Spoke to teammate who is at LAFC. He mentioned they have no plans for a girl side in LA. They were in talks with Barcelona in co-owning a NWSL side but that fell apart and has been shelved. One reason for the halt came down to what colors the team would wear.


----------



## Stryprod (Jan 17, 2020)

Knowing many close to Slammers, I've heard nothing outside someday LAFC can decide not to lend the name anymore. I'd not be suprised, Galaxy pulled out. But hey, crazier things have happened! 

Still 2 ECNL teams. Name? Maybe it's less complicated than that?

Slammers ECNL and CDA Slammers ECNL?


----------



## timbuck (Jan 17, 2020)

Yeah- don’t let something important like colors get in the way of youth development.


----------



## Dargle (Jan 17, 2020)

LASTMAN14 said:


> Spoke to teammate who is at LAFC. He mentioned they have no plans for a girl side in LA. They were in talks with Barcelona in co-owning a NWSL side but that fell apart and has been shelved. One reason for the halt came down to what colors the team would wear.


My understanding is it was about Nike (Barca and NWSL) v. Adidas (LAFC and MLS) and the contractual commitments and branding/marketing strategy, rather than the the colors per se.


----------



## Ansu Fati (Jan 17, 2020)

Dargle said:


> My understanding is it was about Nike (Barca and NWSL) v. Adidas (LAFC and MLS) and the contractual commitments and branding/marketing strategy, rather than the the colors per se.

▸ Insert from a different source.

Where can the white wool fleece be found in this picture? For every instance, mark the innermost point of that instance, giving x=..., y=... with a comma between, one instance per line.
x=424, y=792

Potential to partner with one of the most famous clubs in the world known for its attractive style of play and developing talent, scuppered by contractual commitments and branding/marketing strategy conflicts? Sad.


----------



## LASTMAN14 (Jan 17, 2020)

Dargle said:


> My understanding is it was about Nike (Barca and NWSL) v. Adidas (LAFC and MLS) and the contractual commitments and branding/marketing strategy, rather than the the colors per se.

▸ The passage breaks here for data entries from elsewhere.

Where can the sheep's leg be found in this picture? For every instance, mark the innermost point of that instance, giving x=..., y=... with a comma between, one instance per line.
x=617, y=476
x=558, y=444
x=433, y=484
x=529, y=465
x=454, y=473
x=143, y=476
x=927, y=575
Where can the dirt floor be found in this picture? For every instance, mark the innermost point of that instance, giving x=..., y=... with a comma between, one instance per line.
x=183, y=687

That’s correct. I mentioned colors because it’s such a trival point, but one LAFC was adamant about. It was mentioned as more of a joke to show how silly it all was.


----------



## Futbol30 (Jan 17, 2020)

Stryprod said:


> Knowing many close to Slammers, I've heard nothing outside someday LAFC can decide not to lend the name anymore. I'd not be suprised, Galaxy pulled out. But hey, crazier things have happened!
> 
> Still 2 ECNL teams. Name? Maybe it's less complicated than that?
> 
> Slammers ECNL and CDA Slammers ECNL?


 True... Galaxy did do it. CDA is different from Slammers to my understanding. CDA teams/cluba ares affiliate/satellites to Slammers Newport but like you said crazier things have happened in club soccer...


----------



## focomoso (Jan 17, 2020)

Dargle said:


> My understanding is it was about Nike (Barca and NWSL) v. Adidas (LAFC and MLS) and the contractual commitments and branding/marketing strategy, rather than the the colors per se.


So... shapes, not colors.


----------



## watfly (Jan 18, 2020)

As I understand it most if not all of the overseas pro team and youth club affiliations have nothing to do with a direct relationship between the clubs but a relationship through a common kit sponsor.


----------



## jpeter (Jan 18, 2020)

focomoso said:


> So... shapes, not colors.


$$$, marketing, and branding are huge nowadays.  

LAFC is black, gold, white with a big Adidas deal,. Barcelona not so much.   Can't image LAFC wanting to wear Barcelona colors or playing with their uniforms so what might seem small is actually huge involving millions.


----------



## Stryprod (Jan 18, 2020)

Futbol30 said:


> True... Galaxy did do it. CDA is different from Slammers to my understanding. CDA teams/cluba ares affiliate/satellites to Slammers Newport but like you said crazier things have happened in club soccer...


Affiliates, yet larger in scale and with some good teams. Heck, there are even some CDA coaches coaching ECNL teams now. You just never know!


----------



## The Ghost of Johan Cruyff (Jan 19, 2020)

Stryprod said:


> Affiliates, yet larger in scale and with some good teams. Heck, there are even some CDA coaches coaching ECNL teams now. You just never know!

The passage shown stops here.